Residual magnetism?! I thought you were making that up to have some fun! But the "internet says":
_"Does a generator lose its residual magnetism?_​_When the residual magnetism is lost, the generator will *produce no power at start-up*. This residual magnetism can be lost naturally from not being used or from the load on your generator being connected when the generator is shut off. It can also happen from running a generator with no load for too long."_​I still don't understand what it is but I guess it's a real thing! I wonder how long it takes to lose the residual magnetism by running the generator with no load. I used to do that to burn up gas that was getting old rather than try to dispose of it "properly". If the residual magnetism is lost, is it restored by running the generator with a load?


----------



## OrlyP (Oct 19, 2021)

somedumbguy said:


> Residual magnetism?! I thought you were making that up to have some fun! But the "internet says":
> _"Does a generator lose its residual magnetism?_​_When the residual magnetism is lost, the generator will *produce no power at start-up*. This residual magnetism can be lost naturally from not being used or from the load on your generator being connected when the generator is shut off. It can also happen from running a generator with no load for too long."_​I still don't understand what it is but I guess it's a real thing! I wonder how long it takes to lose the residual magnetism by running the generator with no load. I used to do that to burn up gas that was getting old rather than try to dispose of it "properly". If the residual magnetism is lost, is it restored by running the generator with a load?


It's a thing.

Think of it as the snowballl effect.

When the generator is at rest, there's obviously no current flowing over any windings. The generator is self-exciting, in that, when you start it, a tiny residual magnetism is needed to create the initial magnetic field to excite the DPE windings. The DPE output is rectified and fed back into the field winding (rotor) through the brushes. The current from the DPE reinforces the residual magnetic field which eventually becomes strong enough to fully excite the stator windings.... which is where your 120V / 240V loads are connected.
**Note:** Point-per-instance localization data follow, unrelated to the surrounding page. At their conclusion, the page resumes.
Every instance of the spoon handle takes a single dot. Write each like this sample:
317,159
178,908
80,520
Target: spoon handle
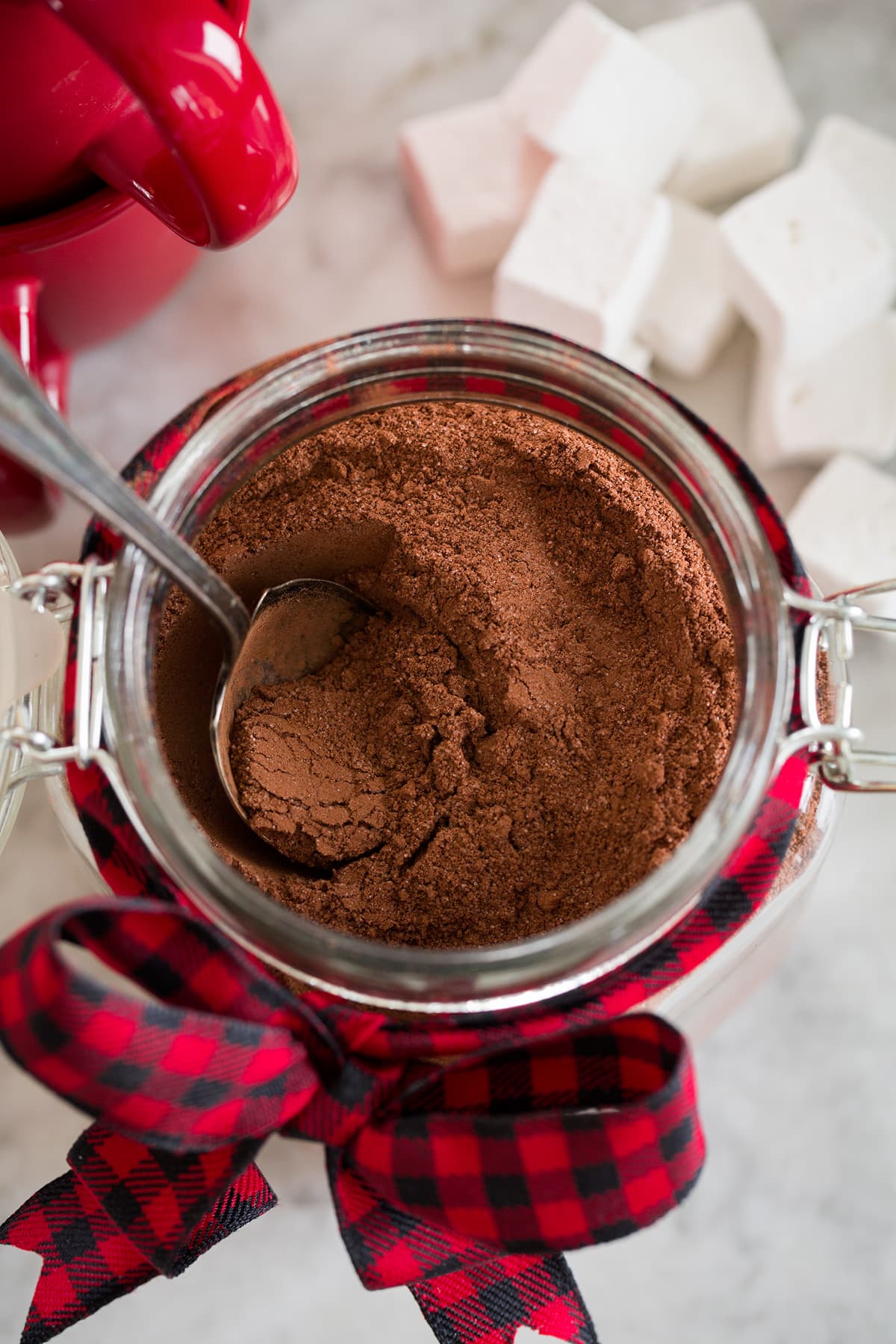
40,438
When the generator is shut off, some of the residual magnetism remains on the rotor, ready for the next time you start it. However, eventually, it dies out over time due to a number of factors. To mitigate this loss of residual magnetism, many rotors have permanent magnets embedded in them.

Without the residual magnetism, the generator will simply not produce power. To restore residual magnetism, people use a method called "flashing". This involves plugging in a drill or grinder into the generator and giving the drill chuck or grinder disk a brisk turn in the opposite direction.... while the generator is running. This is dangerous, but it's usually the quickest way to jump-start the field.


----------



## iowagold (Jan 22, 2020)

and some gens heads are having more issues with this.
the perm magnets on the inverter gens do not have this issue.
but you have to watch to make sure the magnets stay glued to the rotor.
rare problem..
but heat is an issue on this.


----------



## sdowney717 (12 mo ago)

I have gone couple years between runs on both gens. But thet always have produced power, Generac and Troy-Bilt are around 20 years old or older. Do either have those permanent magnets embedded in them?

Now on my Onan marine 1800 rpm gens, I have 2 MCCK from the late 60's, will never have a residual magnetism problem, notice the large field coils.
This one was given to me, and I took it all the way down, and then got it working, but it is missing its marine heat exchanger.

That is a solid steel cylinder. I could barely lift it.









And look at the the huge rotor.









Twin cylinder gas engine

















ONAN MCCK-free September 17, 2015


104 new items added to shared album




photos.app.goo.gl





Over decades, I have had a lot of experience working on old stuff, old boats, electronics, old engines, new engines.

I have also had to repair things where parts no longer are available, but other parts are available that will work ok, if you know what I mean, like rebuilding old Onan water pumps
Onan raw water pump MCCK, 1310165, seal number 1310157

And this is a waterlift muffler, it makes gens super quiet on boats.








Onan water lift muffler


8 new items added to shared album




photos.app.goo.gl













It is steel shell but has a 'roto molded' plastic liner, that is how it survived hot salt water since the 1960's sitting in the bilge of the boat aft lazarette.


----------



## Columbotrek (11 mo ago)

OrlyP said:


> It's a thing.
> 
> Think of it as the snowballl effect.
> 
> ...


I figured from my auto shop days, that the start battery supplied the current to the alternator rotor winding which gets it started converting the engine mechanical energy into electric energy. Your description makes sense for a non electric start style though. Thanks.


----------



## Columbotrek (11 mo ago)

On running an engine on Natural Gas. I held a piston which was from the engine of an oilfield jack pump. The story was that it had run on natural gas for 18 years. There was a straw yellow petinia on the dome. No trace of carbon. I bet the head and valves on that engine looked the same. I wonder if that speaks to the engine wear characteristics of using natural gas to fuel an engine.


----------



## sdowney717 (12 mo ago)

Columbotrek said:


> On running an engine on Natural Gas. I held a piston which was from the engine of an oilfield jack pump. The story was that it had run on natural gas for 18 years. There was a straw yellow petinia on the dome. No trace of carbon. I bet the head and valves on that engine looked the same. I wonder if that speaks to the engine wear characteristics of using natural gas to fuel an engine.


I am certain NGas keeps the engine much cleaner, as it burns a lot cleaner.


----------



## OrlyP (Oct 19, 2021)

sdowney717 said:


> I am certain NGas keeps the engine much cleaner, as it burns a lot cleaner.


Although, gaseous fuels tend to burn hotter than gasoline. I think the exhaust valve takes the brunt of it and seems to relatively require more frequent lash adjustments. It's a small price to pay, however, and is only a real problem if you get the A/F mix ratio terribly wrong.


----------